GREG HARTON: Be careful what you're asked for

We're just stupid.

By we, I'm not pointing fingers at anyone. I'm just saying "we" as in human beings.

Maybe that's harsh. I don't really know anyone I'd consider stupid, but there are plenty of us who choose stupid behaviors. Indeed, I'm almost certain we're all guilty of it at least a few times in our lives.

Take, for instance, student loans. How many people get federally guaranteed student loans to go to college that are so massive it will take them decades to get out from under the debt? Sometimes, it seems as though college-bound students think "federally guaranteed" means someone else will pay the bill if they can't.

Even worse, college students too often select a degree field based only on a general idea of what they would like to do as a career, but with precious little thought given to how much money that career field will offer them. That's fine if one wants to pay-as-you-go through college, but if you're taking on student debt by the truckloads, isn't the size of one's salary once those payments have to be made pretty critical? It makes no sense to spend $100,000 to get a degree in a field that pays $25,000 a year if you're going to do it through student debt. A degree ought to position people to succeed in their life's pursuits. A degree with student debt becomes an anchor around people's necks.

So, yeah, that's one way some very smart people end up being stupid.

I spotted another instance of smart people doing dumb things the other day.

It was Tuesday, which turned out to be National Voter Registration Day. The annual observance has existed since 2012 to supposedly create awareness of the opportunity to be involved in the nation's democratic processes.

It's supported by the National Association of Secretaries of State and companies like Facebook and Google.

So I'm signing into my Facebook account on Tuesday and there, at the top of the page, is a counter adding up the millions of Facebook users who had responded to Facebook's encouragement to indicate they had registered to vote.

OK, lets think back to the election in 2016. It's clear social media sites were manipulated to a great extent to deliver "fake news" and other content designed to influence voters' behaviors in the ballot box. Facebook's creator acknowledged as much in testimony before Congress.

And now Facebook uses National Voter Registration Day as an opportunity to get its users to click on an affirmation in the social media world that they are, indeed, registered to vote.

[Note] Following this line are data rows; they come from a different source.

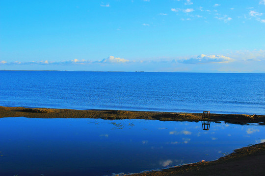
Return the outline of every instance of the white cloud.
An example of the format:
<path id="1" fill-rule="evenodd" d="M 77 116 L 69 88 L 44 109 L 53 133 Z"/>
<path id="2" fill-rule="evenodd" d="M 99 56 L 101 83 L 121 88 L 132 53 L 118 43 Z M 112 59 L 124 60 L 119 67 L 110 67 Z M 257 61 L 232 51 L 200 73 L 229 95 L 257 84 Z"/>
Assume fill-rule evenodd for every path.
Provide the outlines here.
<path id="1" fill-rule="evenodd" d="M 100 6 L 102 7 L 109 7 L 109 3 L 106 4 L 106 5 L 100 4 Z"/>
<path id="2" fill-rule="evenodd" d="M 214 18 L 216 18 L 216 19 L 218 19 L 219 20 L 223 21 L 225 22 L 227 22 L 232 20 L 232 18 L 228 17 L 227 15 L 224 15 L 223 17 L 214 17 Z"/>
<path id="3" fill-rule="evenodd" d="M 124 58 L 115 58 L 114 56 L 110 56 L 106 59 L 103 59 L 102 60 L 99 61 L 102 63 L 128 63 L 129 61 Z"/>
<path id="4" fill-rule="evenodd" d="M 185 144 L 187 144 L 188 143 L 189 141 L 190 141 L 190 138 L 182 138 L 182 140 L 183 140 L 184 141 L 184 143 Z"/>
<path id="5" fill-rule="evenodd" d="M 262 23 L 265 22 L 265 20 L 261 19 L 260 18 L 260 16 L 263 15 L 262 13 L 259 13 L 254 10 L 251 10 L 250 12 L 249 12 L 249 13 L 248 13 L 248 14 L 250 17 L 254 18 L 257 21 L 259 21 Z"/>
<path id="6" fill-rule="evenodd" d="M 191 132 L 189 132 L 188 131 L 184 130 L 181 131 L 181 133 L 182 134 L 184 134 L 185 135 L 190 135 L 191 134 Z"/>
<path id="7" fill-rule="evenodd" d="M 108 137 L 108 134 L 101 134 L 101 135 L 100 135 L 100 136 L 103 136 L 103 137 Z"/>
<path id="8" fill-rule="evenodd" d="M 186 9 L 183 10 L 183 12 L 185 13 L 189 13 L 194 11 L 194 10 L 193 8 L 187 8 Z"/>
<path id="9" fill-rule="evenodd" d="M 191 5 L 193 4 L 193 2 L 191 2 L 190 0 L 186 0 L 186 2 L 185 3 L 185 5 Z"/>
<path id="10" fill-rule="evenodd" d="M 249 14 L 251 17 L 256 17 L 257 16 L 262 16 L 262 13 L 259 13 L 259 12 L 256 12 L 254 10 L 251 10 L 250 11 L 250 12 L 249 12 Z"/>
<path id="11" fill-rule="evenodd" d="M 106 64 L 115 64 L 115 63 L 128 63 L 129 60 L 125 59 L 124 58 L 120 58 L 115 57 L 112 56 L 110 56 L 106 59 L 103 59 L 99 61 L 92 62 L 90 60 L 86 60 L 85 59 L 82 59 L 79 60 L 77 59 L 75 59 L 70 61 L 62 61 L 60 62 L 49 62 L 48 60 L 40 61 L 31 61 L 31 62 L 20 62 L 15 61 L 12 62 L 7 62 L 5 61 L 2 61 L 0 62 L 0 65 L 85 65 L 85 64 L 91 64 L 93 63 L 106 63 Z"/>
<path id="12" fill-rule="evenodd" d="M 166 167 L 168 166 L 169 164 L 171 164 L 173 162 L 173 161 L 171 159 L 168 159 L 165 161 L 161 161 L 159 162 L 160 165 L 163 167 Z"/>
<path id="13" fill-rule="evenodd" d="M 175 8 L 171 8 L 171 10 L 172 12 L 178 12 L 180 10 L 180 9 L 179 9 L 179 8 L 175 9 Z"/>
<path id="14" fill-rule="evenodd" d="M 186 59 L 185 60 L 179 60 L 178 62 L 180 63 L 187 64 L 200 64 L 208 63 L 227 63 L 233 61 L 233 59 L 223 55 L 206 55 L 201 54 L 196 58 Z"/>
<path id="15" fill-rule="evenodd" d="M 265 5 L 265 0 L 261 0 L 259 4 Z"/>

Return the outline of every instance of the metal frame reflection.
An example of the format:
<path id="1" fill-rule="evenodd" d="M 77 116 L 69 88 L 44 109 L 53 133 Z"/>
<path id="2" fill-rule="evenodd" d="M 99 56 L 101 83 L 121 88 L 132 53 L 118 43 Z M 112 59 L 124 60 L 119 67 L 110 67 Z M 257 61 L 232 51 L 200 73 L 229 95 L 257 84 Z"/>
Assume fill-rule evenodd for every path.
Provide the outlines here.
<path id="1" fill-rule="evenodd" d="M 203 130 L 209 130 L 211 125 L 211 117 L 210 111 L 203 111 L 202 117 L 202 126 Z"/>

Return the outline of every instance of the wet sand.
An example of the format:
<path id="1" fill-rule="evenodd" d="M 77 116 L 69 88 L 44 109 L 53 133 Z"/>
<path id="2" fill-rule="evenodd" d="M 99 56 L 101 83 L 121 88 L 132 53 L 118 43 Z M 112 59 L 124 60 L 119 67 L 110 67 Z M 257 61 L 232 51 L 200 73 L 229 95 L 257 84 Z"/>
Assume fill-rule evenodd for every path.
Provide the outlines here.
<path id="1" fill-rule="evenodd" d="M 28 118 L 102 118 L 103 119 L 146 119 L 160 121 L 194 121 L 201 120 L 202 113 L 161 112 L 113 110 L 76 110 L 47 108 L 26 108 L 0 106 L 0 118 L 25 117 Z M 211 114 L 212 121 L 244 124 L 260 123 L 265 125 L 265 115 Z"/>
<path id="2" fill-rule="evenodd" d="M 140 119 L 160 121 L 195 121 L 201 120 L 202 113 L 134 111 L 113 110 L 75 110 L 26 108 L 0 106 L 0 118 Z M 265 115 L 211 114 L 211 121 L 217 123 L 265 125 Z M 265 143 L 235 150 L 231 154 L 210 162 L 199 162 L 177 166 L 161 171 L 136 174 L 133 176 L 264 176 L 265 175 Z"/>

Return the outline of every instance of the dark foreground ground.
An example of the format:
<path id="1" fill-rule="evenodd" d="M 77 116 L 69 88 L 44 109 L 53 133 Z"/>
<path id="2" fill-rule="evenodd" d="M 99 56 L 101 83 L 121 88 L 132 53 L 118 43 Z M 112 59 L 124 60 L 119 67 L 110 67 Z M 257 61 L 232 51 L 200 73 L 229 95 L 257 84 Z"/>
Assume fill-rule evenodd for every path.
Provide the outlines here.
<path id="1" fill-rule="evenodd" d="M 265 176 L 265 143 L 235 150 L 210 162 L 199 162 L 140 176 Z"/>
<path id="2" fill-rule="evenodd" d="M 141 119 L 161 121 L 198 122 L 202 113 L 172 113 L 125 110 L 82 110 L 0 106 L 0 118 L 89 118 L 104 119 Z M 212 121 L 244 124 L 265 125 L 265 115 L 211 114 Z M 159 172 L 133 176 L 265 176 L 265 143 L 235 150 L 231 154 L 211 162 L 199 162 Z"/>

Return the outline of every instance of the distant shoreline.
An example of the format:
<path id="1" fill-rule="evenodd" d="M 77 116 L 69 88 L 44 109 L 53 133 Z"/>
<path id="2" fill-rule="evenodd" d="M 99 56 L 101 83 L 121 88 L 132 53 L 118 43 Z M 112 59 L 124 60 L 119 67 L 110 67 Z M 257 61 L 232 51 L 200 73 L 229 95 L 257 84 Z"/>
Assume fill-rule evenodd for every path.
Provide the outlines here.
<path id="1" fill-rule="evenodd" d="M 25 117 L 41 118 L 101 118 L 103 119 L 145 119 L 160 121 L 194 121 L 201 120 L 201 113 L 150 112 L 119 110 L 76 110 L 48 108 L 27 108 L 0 106 L 0 118 Z M 211 121 L 245 124 L 260 123 L 265 125 L 265 115 L 211 114 Z"/>
<path id="2" fill-rule="evenodd" d="M 140 73 L 228 73 L 228 74 L 265 74 L 265 72 L 161 72 L 161 71 L 93 71 L 93 70 L 6 70 L 0 69 L 0 71 L 62 71 L 62 72 L 140 72 Z"/>
<path id="3" fill-rule="evenodd" d="M 0 118 L 25 117 L 40 118 L 101 118 L 118 120 L 139 119 L 160 121 L 201 120 L 202 113 L 147 112 L 114 110 L 76 110 L 26 108 L 0 106 Z M 265 125 L 265 115 L 211 114 L 211 121 L 245 124 L 260 123 Z M 265 164 L 265 143 L 235 150 L 235 152 L 212 161 L 198 162 L 174 166 L 161 171 L 130 175 L 143 176 L 262 175 Z"/>

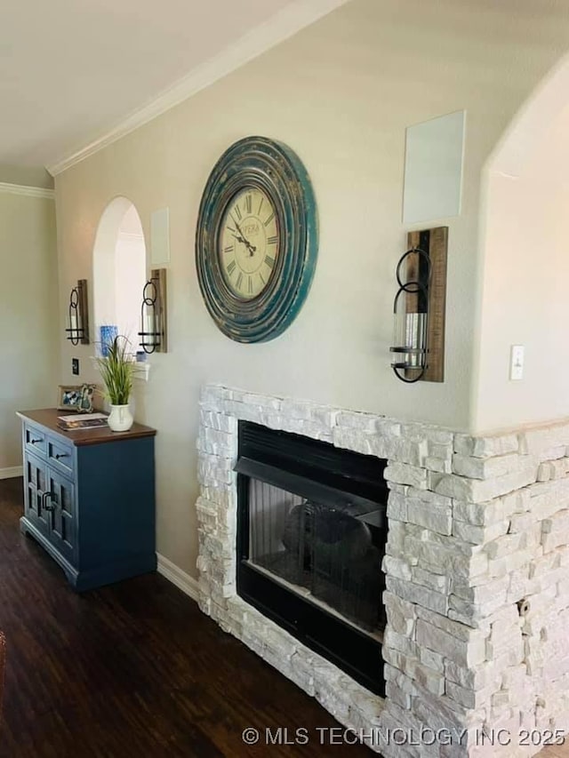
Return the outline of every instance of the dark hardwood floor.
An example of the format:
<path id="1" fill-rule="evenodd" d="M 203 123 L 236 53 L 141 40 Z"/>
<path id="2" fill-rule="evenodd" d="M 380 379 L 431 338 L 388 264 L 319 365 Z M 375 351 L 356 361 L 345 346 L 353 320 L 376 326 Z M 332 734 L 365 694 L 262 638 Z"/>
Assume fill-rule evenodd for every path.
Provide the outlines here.
<path id="1" fill-rule="evenodd" d="M 314 698 L 164 578 L 76 594 L 20 534 L 21 513 L 21 480 L 0 481 L 0 629 L 9 646 L 0 758 L 373 754 L 342 744 L 343 729 Z M 241 738 L 247 727 L 261 735 L 256 746 Z M 276 738 L 278 727 L 289 741 L 305 729 L 308 744 L 267 745 L 265 730 Z M 540 758 L 569 758 L 569 746 Z"/>
<path id="2" fill-rule="evenodd" d="M 20 534 L 21 513 L 21 480 L 0 481 L 2 758 L 373 754 L 321 745 L 317 728 L 338 722 L 164 578 L 76 594 Z M 309 741 L 247 746 L 246 727 Z"/>

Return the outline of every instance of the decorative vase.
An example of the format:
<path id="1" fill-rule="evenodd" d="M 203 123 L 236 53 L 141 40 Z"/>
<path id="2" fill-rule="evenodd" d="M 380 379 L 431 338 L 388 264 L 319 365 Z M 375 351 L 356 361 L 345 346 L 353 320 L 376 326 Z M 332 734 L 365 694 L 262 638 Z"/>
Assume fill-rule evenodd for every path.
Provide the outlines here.
<path id="1" fill-rule="evenodd" d="M 110 406 L 110 413 L 107 419 L 111 431 L 113 432 L 127 432 L 132 424 L 134 419 L 131 413 L 131 409 L 126 405 L 112 405 Z"/>

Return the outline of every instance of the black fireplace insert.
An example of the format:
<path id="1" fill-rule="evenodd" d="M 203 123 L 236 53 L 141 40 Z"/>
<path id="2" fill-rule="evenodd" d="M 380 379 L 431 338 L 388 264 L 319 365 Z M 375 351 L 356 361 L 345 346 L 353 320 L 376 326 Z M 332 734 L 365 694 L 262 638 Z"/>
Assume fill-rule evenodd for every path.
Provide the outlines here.
<path id="1" fill-rule="evenodd" d="M 380 695 L 386 465 L 239 422 L 239 595 Z"/>

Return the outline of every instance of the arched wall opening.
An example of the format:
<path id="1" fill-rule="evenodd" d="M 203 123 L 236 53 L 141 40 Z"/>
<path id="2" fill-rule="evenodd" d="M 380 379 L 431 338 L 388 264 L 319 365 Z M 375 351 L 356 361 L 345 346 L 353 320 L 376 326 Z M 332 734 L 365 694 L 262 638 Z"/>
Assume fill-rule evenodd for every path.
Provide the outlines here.
<path id="1" fill-rule="evenodd" d="M 483 176 L 473 431 L 569 416 L 569 57 L 524 105 Z M 523 378 L 510 379 L 512 346 Z"/>
<path id="2" fill-rule="evenodd" d="M 146 245 L 142 224 L 132 203 L 116 197 L 103 211 L 93 248 L 95 339 L 100 327 L 116 328 L 136 352 L 140 302 L 146 282 Z"/>

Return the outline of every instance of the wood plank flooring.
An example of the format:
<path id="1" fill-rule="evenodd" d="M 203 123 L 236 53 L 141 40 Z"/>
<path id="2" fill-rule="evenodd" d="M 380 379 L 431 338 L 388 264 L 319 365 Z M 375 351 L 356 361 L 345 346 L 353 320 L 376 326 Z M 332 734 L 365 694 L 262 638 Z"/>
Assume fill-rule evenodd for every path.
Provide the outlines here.
<path id="1" fill-rule="evenodd" d="M 0 758 L 369 758 L 317 703 L 225 634 L 164 578 L 83 595 L 20 534 L 20 479 L 0 481 Z M 244 744 L 252 727 L 308 744 Z M 327 730 L 336 729 L 336 732 Z M 284 738 L 281 732 L 280 741 Z M 541 758 L 569 758 L 569 746 Z"/>
<path id="2" fill-rule="evenodd" d="M 0 481 L 1 758 L 372 754 L 320 745 L 338 722 L 156 574 L 76 594 L 20 534 L 21 479 Z M 247 746 L 252 727 L 308 745 Z"/>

Sure, perhaps that's just an innocent community-building activity, like wearing the "I vote" sticker on Election Day. But Facebook has never seen data it couldn't find a way to make money from. And with the concerns over social media manipulation from the 2016 election, why should anyone want to hand over more information, particularly political information, by which Facebook and others might target information to select classes of people and not to others?

Paranoia? I prefer to think of it as common sense. If someone calls us up on the phone and starts asking questions about our favorite candidates or political issues or how much money we make, most of us will bow up and declare "That's none of your business."

When Facebook asks, too many people are willing to share everything. And for people trying to manipulate your attitudes and behaviors, that's worth a lot.

Get ready, folks. Election season 2020 is going to be another rough ride.